Veloz, con su habitual canasto que sirve para llevar la encomienda de hacer una entrega a tiempo, se abre paso entre vehiculos y peatones -subiendo aceras si es preciso- pues la demora seria una amenaza para el prestigio de este corre caminos urbano que se las juega para ir de puerta en puerta, a hacer entrega personal del mandado que le fue solicitado: «El DELIVRY».
El servicio a domicilio o «deliverys» ha impulsado de manera significativa las operaciones comerciales, brindando a las empresas mayor alcance sobre su público, al cual acceden de forma casi inmediata. Se conjuga aqui la máxima de que «si la montaña no viene a mi, yo voy a la montaña». Asi arranca el repartidor hasta los clientes.
Grandes y pequeños comercios emplean jóvenes, que rondan los 15 y 25 años de edad, a quienes encargan la función especifica de llevar pedidos puertasa puertas en el menor tiempo posible.
El delivery ha incrementado la circulación de los productos que se nesesitan de forma inmediata, a esto se debe el éxito que ha tenido el repartidor de colmado.
Andan sin luz, sin placas, sin cascos protectores; no respetan el sentido de las vias ni semáforos en rojos.

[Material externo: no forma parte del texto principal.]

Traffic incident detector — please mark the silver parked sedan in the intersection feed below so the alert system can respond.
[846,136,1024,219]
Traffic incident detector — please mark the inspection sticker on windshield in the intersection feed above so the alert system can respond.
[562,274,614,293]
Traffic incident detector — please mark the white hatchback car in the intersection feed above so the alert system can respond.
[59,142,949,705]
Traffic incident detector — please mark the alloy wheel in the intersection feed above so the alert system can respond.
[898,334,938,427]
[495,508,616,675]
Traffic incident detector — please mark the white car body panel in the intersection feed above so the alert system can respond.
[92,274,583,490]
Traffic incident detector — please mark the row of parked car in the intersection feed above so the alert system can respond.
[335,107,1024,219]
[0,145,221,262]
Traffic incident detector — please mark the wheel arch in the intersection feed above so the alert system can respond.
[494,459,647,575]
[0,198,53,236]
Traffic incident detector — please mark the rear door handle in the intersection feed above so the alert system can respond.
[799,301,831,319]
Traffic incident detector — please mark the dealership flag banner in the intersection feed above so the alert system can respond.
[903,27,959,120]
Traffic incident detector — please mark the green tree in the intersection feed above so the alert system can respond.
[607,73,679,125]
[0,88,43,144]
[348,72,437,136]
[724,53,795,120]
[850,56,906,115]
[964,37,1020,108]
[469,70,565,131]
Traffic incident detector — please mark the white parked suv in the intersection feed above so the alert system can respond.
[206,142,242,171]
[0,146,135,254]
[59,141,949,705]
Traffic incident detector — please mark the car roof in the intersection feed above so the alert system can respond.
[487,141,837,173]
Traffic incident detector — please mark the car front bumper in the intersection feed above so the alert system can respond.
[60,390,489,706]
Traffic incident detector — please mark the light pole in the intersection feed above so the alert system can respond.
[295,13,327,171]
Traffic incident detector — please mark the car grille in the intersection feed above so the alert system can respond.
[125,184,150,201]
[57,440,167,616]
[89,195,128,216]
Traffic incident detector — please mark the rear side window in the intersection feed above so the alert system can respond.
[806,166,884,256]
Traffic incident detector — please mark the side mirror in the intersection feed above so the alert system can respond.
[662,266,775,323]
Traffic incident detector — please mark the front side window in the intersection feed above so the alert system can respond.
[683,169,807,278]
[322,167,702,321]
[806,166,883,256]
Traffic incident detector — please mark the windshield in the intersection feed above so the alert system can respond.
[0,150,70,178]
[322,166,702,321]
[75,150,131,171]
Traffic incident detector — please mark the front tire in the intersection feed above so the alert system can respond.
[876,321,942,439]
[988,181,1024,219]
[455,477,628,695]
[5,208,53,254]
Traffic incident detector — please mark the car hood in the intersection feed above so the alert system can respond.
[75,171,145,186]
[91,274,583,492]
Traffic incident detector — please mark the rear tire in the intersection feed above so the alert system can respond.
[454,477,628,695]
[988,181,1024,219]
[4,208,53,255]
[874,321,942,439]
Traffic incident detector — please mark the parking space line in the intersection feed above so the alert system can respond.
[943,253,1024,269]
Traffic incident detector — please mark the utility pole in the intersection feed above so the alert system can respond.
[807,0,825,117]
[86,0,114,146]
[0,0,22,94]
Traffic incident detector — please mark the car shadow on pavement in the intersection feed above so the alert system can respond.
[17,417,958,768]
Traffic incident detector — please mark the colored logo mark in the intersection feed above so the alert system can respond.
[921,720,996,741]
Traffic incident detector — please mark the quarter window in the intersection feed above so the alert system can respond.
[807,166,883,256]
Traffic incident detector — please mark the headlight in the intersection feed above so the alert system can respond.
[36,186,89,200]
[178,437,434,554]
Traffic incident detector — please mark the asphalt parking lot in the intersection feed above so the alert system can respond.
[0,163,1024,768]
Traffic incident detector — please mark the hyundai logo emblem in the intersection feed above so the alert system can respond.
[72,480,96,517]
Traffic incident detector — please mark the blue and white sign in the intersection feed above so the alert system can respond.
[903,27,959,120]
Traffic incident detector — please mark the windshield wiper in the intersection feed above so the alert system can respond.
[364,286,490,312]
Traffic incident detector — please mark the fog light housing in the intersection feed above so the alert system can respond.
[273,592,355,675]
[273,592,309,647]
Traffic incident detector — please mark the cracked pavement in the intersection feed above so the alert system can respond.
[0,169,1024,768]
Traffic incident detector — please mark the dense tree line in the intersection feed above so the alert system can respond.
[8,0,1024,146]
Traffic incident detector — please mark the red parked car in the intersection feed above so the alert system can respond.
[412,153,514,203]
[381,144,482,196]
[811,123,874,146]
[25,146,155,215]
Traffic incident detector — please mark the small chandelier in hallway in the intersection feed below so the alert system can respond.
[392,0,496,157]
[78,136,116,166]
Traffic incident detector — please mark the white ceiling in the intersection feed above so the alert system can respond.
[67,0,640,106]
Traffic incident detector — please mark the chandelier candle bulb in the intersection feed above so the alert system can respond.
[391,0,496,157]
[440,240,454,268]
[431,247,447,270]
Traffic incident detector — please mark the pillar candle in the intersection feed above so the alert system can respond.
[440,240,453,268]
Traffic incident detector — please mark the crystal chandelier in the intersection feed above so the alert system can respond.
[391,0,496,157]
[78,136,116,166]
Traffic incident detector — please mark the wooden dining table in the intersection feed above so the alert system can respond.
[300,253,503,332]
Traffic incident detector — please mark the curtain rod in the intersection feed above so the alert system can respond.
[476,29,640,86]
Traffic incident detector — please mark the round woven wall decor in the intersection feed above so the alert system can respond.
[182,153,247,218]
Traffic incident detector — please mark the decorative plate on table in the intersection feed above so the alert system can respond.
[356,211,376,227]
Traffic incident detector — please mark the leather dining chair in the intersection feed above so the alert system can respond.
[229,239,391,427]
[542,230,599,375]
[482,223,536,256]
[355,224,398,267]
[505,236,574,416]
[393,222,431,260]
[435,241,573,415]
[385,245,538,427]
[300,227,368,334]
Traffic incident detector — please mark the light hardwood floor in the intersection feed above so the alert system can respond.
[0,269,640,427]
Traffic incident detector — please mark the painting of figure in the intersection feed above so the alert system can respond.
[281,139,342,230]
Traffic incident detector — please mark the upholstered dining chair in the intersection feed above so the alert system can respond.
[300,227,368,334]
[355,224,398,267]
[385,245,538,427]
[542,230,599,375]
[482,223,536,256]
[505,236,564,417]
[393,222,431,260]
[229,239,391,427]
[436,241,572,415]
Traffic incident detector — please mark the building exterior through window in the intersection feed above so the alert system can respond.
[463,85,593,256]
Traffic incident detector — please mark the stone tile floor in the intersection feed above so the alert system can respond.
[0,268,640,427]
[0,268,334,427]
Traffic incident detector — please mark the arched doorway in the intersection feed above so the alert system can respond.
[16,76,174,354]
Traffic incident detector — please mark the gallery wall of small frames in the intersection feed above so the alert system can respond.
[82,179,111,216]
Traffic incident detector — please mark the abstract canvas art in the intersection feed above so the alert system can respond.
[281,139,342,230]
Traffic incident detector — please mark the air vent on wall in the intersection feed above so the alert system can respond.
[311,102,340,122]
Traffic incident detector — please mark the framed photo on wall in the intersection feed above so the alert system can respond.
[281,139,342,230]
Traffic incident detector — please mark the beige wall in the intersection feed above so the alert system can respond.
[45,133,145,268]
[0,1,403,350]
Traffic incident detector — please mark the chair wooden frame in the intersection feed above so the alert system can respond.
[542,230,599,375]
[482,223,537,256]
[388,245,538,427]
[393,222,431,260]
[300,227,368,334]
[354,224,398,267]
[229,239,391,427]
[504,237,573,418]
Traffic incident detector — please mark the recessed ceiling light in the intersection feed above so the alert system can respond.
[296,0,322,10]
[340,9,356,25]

Y para colmo, sus motores son por los general viejos, destartalados y ruidosos, porque carecen de silenciadores o «mufflers».
Salen de sorpresa por cualquier calle; se suben a las aceras; manejan temerariamente y son diestros en salir de los laberintos de los tapones, hasta que la suerte les juegue una mala pasada para siempre.
De alguna u otra manera, son útiles llevando pequeños pedidos, como pizzas, bebidas, comidas rápidas, medicinas, hielos y ahora dicen que algunos se prestan para transportar drogas a domicilios.
Pero más allá de sus utilidades como mensajeros motorizados, son potencialmente peligrosos como provocadores de accidentes a cualquier hora del día, porque la prisa y cierta carta de impunidad que han logrado frente a los agentes de tránsito, que no reparan con las flagrantes violaciones a las normas, los hace creer que son los dueños de las calles.
Compiten así, con muchos «taxistas» que circulan por la ciudad como si estuvieran intentando romper los récords mundiales de velocidad para llevar y recoger pasajeros en cuestión de minutos. Si no tuvieran los letreros de taxis en sus capotas, cualquiera pensaría que andan huyendo de una persecución policial.
Taxistas y «deliverys», como se denominan a los personajes de los cuales estamos trazando un perfil, han venido a convertirse en elementos que agravan aún más el cuadro de irrespeto que ha debilitado las normas de tránsito en nuestro pais.
Y cabría preguntarse si acaso no hay formas de organizar el servicio que brindan, que no deja de ser de alguna manera útil, para que, en lugar de ser agentes mortiferos en las calles, sean eficientes servidores de toda su clientela.